THE LOITERING LOVERS.

    • Amid the hemp along the hill,
    • Tse-tsië must there be loitering still,
    • Tse-tsië must there be loitering still:
    • Would he but come, my heart with joy to thrill!
    • Along the hill amid the wheat—
    • Tse-kwŏ is there, why lag his feet?
    • Tse-kwŏ is there, why lag his feet?
    • Would he but come to me and sit and eat!
    • Where on the hill the plum-trees grow
    • My swains are loitering, why so slow?
    • My swains are loitering, why so slow?
    • And each has girdle-trinkets to bestow!

[* ]This is the expansion of the single title “Wang” (royal). The royal domain or State was in Eastern Chow. Fung and Hâu were two successive capitals (see III. i. 10). On the accession of King P‘ing, there was a removal still further East (bc 769), and from this time the dynasty began to wane.

[]The old Preface says: “A great officer of Chow, travelling on the public service, came to the old capital, and, as he passed by, found the places of the ancestral temple, palaces, and other public buildings, all overgrown with millet. Struck with sorrow for the downfall of the House of Chow, he moved about the place in an undecided way, as if he could not bear to leave it, and made this piece.”

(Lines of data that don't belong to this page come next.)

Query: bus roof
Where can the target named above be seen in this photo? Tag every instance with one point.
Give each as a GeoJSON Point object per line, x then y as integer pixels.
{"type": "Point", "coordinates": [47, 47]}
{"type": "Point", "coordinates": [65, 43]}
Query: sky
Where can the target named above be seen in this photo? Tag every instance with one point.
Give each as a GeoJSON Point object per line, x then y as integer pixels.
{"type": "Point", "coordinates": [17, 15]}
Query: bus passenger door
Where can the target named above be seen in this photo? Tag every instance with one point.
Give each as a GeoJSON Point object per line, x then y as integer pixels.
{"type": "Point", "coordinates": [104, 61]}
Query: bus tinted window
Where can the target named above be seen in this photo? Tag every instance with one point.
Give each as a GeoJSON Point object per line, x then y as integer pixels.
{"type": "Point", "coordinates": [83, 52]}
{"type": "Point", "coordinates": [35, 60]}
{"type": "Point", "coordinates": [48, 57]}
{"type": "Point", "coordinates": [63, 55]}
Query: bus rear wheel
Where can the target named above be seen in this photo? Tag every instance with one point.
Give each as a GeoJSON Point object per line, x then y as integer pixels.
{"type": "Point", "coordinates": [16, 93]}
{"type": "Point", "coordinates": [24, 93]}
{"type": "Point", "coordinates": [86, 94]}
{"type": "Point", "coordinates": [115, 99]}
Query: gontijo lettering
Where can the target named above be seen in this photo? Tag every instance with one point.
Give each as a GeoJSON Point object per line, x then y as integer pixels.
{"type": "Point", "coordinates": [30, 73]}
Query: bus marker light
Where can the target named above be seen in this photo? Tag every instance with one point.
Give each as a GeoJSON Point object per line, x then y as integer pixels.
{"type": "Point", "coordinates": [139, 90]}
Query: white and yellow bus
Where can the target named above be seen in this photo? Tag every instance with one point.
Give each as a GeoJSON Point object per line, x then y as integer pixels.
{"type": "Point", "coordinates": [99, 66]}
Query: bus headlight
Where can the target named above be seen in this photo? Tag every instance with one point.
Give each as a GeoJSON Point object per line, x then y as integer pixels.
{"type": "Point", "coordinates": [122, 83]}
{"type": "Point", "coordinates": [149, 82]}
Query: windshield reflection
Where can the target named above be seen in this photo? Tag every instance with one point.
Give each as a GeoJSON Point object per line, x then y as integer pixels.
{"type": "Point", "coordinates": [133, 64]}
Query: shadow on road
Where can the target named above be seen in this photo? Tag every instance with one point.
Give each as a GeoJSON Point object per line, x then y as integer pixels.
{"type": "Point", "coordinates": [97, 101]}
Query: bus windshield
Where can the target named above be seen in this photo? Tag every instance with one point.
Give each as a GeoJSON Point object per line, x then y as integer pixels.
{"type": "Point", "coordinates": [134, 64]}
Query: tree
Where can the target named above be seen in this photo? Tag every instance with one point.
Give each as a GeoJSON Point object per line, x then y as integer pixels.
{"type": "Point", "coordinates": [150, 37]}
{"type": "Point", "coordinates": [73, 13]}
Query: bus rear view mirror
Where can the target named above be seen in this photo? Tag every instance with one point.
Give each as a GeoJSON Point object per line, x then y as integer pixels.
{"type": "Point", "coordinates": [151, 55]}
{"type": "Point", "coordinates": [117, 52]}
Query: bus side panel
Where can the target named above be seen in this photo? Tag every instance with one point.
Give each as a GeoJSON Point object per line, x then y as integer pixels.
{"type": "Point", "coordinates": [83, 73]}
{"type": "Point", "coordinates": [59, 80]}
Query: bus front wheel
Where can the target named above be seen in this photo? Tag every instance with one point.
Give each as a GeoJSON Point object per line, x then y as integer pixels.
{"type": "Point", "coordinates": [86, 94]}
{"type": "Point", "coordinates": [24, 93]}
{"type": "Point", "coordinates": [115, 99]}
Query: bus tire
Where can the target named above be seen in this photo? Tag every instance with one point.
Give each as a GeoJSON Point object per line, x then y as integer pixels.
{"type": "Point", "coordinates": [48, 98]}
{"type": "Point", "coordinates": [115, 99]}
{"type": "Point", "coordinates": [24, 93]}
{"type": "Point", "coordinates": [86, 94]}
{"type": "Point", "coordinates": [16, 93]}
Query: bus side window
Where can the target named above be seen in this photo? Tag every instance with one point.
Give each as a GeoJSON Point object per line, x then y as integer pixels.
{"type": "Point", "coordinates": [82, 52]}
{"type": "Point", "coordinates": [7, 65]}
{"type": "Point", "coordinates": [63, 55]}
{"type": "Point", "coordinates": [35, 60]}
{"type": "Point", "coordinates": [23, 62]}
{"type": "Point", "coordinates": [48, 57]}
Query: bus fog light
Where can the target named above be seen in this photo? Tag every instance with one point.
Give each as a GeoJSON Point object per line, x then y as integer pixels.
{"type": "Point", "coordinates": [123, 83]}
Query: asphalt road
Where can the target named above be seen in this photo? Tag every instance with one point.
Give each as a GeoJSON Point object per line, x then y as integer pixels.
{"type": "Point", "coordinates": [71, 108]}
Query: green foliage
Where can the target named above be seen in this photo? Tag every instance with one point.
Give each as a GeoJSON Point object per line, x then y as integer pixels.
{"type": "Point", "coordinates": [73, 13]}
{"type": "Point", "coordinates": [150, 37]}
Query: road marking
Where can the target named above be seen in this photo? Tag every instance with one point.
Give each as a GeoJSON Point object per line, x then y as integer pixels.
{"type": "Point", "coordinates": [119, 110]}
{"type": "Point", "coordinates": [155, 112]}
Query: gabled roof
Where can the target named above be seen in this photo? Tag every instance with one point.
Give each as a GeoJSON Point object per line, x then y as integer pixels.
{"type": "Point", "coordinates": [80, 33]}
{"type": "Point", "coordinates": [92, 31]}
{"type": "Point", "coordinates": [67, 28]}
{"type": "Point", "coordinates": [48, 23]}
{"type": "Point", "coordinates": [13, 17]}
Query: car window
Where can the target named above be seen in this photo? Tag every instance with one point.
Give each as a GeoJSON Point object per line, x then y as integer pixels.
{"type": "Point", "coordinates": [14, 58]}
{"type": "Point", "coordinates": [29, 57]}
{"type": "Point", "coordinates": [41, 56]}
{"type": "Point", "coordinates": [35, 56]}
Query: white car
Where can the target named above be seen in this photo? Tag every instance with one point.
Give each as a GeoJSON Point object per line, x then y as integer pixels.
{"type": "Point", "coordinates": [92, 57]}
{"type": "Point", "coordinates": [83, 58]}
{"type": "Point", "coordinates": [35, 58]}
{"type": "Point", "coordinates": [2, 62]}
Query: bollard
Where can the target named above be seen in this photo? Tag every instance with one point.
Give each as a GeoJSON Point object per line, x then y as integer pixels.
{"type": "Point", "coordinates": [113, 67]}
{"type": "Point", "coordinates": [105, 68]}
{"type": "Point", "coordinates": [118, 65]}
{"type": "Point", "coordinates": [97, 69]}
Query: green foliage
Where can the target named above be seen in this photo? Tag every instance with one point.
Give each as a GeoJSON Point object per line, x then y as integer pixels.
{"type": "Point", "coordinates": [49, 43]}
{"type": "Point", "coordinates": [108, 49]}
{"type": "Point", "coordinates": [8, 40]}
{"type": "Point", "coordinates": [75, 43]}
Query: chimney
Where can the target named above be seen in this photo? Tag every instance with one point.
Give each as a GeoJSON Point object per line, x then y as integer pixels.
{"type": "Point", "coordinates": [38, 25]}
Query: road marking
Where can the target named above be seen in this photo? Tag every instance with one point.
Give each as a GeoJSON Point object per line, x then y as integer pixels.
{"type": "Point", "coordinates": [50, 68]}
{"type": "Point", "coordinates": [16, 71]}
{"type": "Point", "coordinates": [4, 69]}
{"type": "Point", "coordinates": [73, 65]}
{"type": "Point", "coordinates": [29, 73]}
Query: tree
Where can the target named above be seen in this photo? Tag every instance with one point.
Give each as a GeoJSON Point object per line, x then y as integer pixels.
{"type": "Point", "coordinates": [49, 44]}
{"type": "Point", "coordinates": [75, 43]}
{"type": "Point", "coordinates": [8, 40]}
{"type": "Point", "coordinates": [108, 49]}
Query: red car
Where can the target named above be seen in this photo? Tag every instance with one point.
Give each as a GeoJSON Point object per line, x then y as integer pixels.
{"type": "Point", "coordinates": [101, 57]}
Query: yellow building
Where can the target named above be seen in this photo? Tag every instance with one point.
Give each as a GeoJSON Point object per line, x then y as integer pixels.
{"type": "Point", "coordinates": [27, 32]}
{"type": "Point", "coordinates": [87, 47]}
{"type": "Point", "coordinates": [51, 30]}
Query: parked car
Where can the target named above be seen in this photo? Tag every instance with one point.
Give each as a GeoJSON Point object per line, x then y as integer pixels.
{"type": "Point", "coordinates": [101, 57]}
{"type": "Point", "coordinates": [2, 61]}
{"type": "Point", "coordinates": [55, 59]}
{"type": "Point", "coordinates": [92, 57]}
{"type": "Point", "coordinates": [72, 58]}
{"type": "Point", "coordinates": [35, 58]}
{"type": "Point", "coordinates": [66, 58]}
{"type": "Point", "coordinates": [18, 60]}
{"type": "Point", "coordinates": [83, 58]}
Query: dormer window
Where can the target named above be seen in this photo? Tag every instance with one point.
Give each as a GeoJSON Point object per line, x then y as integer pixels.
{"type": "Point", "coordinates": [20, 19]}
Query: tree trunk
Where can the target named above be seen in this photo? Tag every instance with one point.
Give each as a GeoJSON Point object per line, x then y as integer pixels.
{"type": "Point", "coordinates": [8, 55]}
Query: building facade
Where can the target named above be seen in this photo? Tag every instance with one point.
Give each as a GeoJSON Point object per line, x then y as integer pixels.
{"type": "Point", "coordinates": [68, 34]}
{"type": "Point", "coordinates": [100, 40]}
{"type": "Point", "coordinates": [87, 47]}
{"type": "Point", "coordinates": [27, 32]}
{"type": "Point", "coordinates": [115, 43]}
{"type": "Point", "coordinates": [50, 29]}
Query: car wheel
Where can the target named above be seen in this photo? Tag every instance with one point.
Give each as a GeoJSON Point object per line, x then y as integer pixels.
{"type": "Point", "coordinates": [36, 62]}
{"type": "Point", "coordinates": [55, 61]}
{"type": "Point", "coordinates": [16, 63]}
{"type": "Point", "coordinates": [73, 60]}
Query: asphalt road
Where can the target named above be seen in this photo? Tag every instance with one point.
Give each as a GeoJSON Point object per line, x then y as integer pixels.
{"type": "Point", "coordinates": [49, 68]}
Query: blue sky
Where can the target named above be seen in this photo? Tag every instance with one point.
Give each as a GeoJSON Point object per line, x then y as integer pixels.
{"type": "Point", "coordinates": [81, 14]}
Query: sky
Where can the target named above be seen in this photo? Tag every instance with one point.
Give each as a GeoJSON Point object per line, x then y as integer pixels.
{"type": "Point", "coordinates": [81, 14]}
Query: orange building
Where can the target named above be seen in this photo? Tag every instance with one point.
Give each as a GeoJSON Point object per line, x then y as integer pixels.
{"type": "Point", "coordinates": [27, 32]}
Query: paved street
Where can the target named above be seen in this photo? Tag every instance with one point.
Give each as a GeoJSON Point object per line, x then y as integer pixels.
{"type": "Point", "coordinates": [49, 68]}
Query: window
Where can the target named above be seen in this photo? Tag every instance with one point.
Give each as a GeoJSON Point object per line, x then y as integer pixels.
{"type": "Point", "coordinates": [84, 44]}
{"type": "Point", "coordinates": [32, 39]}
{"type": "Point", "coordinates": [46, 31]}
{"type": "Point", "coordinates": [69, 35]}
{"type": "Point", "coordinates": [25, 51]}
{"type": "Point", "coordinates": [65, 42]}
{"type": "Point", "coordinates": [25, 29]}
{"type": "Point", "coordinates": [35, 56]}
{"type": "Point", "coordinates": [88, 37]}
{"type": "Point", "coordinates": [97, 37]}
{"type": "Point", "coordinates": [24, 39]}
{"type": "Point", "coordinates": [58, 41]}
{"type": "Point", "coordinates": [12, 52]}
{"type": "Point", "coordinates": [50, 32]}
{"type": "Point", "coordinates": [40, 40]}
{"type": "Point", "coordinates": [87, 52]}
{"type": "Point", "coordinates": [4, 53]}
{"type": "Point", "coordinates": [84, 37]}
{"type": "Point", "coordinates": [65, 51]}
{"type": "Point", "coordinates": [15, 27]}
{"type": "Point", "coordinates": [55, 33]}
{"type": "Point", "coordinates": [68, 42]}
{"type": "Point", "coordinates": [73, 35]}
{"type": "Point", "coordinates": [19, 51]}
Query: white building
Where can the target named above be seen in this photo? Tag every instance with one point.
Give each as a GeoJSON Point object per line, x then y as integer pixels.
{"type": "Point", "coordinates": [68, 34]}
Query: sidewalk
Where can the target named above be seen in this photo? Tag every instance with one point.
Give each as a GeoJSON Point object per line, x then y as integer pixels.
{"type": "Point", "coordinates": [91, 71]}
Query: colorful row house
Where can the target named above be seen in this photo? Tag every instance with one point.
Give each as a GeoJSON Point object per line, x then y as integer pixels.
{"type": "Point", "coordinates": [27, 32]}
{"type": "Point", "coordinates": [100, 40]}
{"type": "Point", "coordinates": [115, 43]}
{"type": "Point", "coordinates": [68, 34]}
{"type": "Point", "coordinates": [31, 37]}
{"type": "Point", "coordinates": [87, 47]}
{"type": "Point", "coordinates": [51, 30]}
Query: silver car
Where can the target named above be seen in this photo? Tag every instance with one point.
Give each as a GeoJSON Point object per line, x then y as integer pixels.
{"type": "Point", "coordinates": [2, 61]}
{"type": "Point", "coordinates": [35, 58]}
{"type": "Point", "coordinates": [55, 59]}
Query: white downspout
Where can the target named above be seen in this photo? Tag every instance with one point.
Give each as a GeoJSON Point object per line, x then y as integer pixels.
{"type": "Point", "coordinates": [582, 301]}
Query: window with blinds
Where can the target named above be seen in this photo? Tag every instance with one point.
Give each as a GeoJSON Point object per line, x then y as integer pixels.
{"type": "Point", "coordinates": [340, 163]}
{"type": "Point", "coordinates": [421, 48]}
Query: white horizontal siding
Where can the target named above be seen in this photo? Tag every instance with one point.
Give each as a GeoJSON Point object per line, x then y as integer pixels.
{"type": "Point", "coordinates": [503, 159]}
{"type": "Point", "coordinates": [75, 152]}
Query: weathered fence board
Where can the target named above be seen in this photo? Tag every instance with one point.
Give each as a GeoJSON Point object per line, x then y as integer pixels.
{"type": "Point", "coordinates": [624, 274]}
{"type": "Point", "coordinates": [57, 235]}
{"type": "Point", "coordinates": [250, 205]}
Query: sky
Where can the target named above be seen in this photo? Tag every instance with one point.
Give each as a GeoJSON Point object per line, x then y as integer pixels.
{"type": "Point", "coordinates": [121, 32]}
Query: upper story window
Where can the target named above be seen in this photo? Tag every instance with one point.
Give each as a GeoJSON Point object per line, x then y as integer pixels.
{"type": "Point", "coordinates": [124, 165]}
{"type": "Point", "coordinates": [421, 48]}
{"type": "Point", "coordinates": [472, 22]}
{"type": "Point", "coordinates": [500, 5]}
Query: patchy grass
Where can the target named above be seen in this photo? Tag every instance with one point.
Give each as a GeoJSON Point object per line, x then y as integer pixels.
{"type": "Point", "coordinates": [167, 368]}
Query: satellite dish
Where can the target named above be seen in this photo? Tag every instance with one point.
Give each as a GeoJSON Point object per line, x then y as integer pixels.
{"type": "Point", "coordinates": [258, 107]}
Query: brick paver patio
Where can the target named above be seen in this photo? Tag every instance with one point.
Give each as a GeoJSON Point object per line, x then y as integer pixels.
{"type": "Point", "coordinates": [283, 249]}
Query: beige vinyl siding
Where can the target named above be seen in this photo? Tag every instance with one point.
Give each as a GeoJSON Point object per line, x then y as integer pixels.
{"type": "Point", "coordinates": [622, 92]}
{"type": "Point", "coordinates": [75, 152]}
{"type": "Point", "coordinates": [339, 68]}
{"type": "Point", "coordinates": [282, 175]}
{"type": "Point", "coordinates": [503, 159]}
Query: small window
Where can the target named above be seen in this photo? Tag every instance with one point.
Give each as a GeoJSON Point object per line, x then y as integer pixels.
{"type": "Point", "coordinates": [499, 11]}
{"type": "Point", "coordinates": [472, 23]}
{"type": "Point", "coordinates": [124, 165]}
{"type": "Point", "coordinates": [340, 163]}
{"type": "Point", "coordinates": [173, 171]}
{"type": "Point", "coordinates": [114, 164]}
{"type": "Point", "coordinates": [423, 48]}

[* ]The slight variations in the second and third stanzas seem to point to his lingering some months in the neighbourhood.

[* ]Properly, the mouth-piece of the reed-organ.

[]A dancer’s fan or screen, Both of these meanings are, how ever, attempted to be brought out by the bracketed words in the fourth lines.

[]The explanation of the metaphorical allusion to the water and faggots seems to be that as the course of a stream is choked, and the water deepens till it finds some way of proceeding, so the thought of home-ties was growing upon the soldiers till it threatened some ebullition.

[* ]The old Chinese interpreters here put the blame for the separation on the government. “When the government is good, husbands and wives support each other; when the State is disordered they separate.”

[* ]Referred to the time of King Hwan (bc 719-696), when the States revolted from him, and his army was defeated, and calamity followed calamity.

[]By the wily hares are meant those statesmen who had been the cause of these disorders, and sought to escape the consequence of their own acts; by the pheasants, those who acted straightforwardly, and suffered.

[* ]i.e., flourishing on their native soil.

[]Lit., far from my brothers, i.e., clansmen or kin. The old interpreters give a historical significance to this Ode. “King P‘ing’s relatives find fault with him for slighting ‘the nine classes of his kindred.’ ”

[* ]The Kŏ, as in I. i. 2 et al.

[]A kind of southernwood. The plants named seem only to have been chosen for the sake of the rhymes in the original.

[]In the decline of Chow there was much licentiousness between the sexes, but here and there it was curbed by stringent officers. Here is an instance of fear to elope under such an officer’s rule.

[§ ]Lit., like the young sedge—one of the five colours on the robes of great officials. Dark red, another of these colours, is referred to in the second stanza.

[* ]Lit., as; but here the phrase has the appearance of an oath.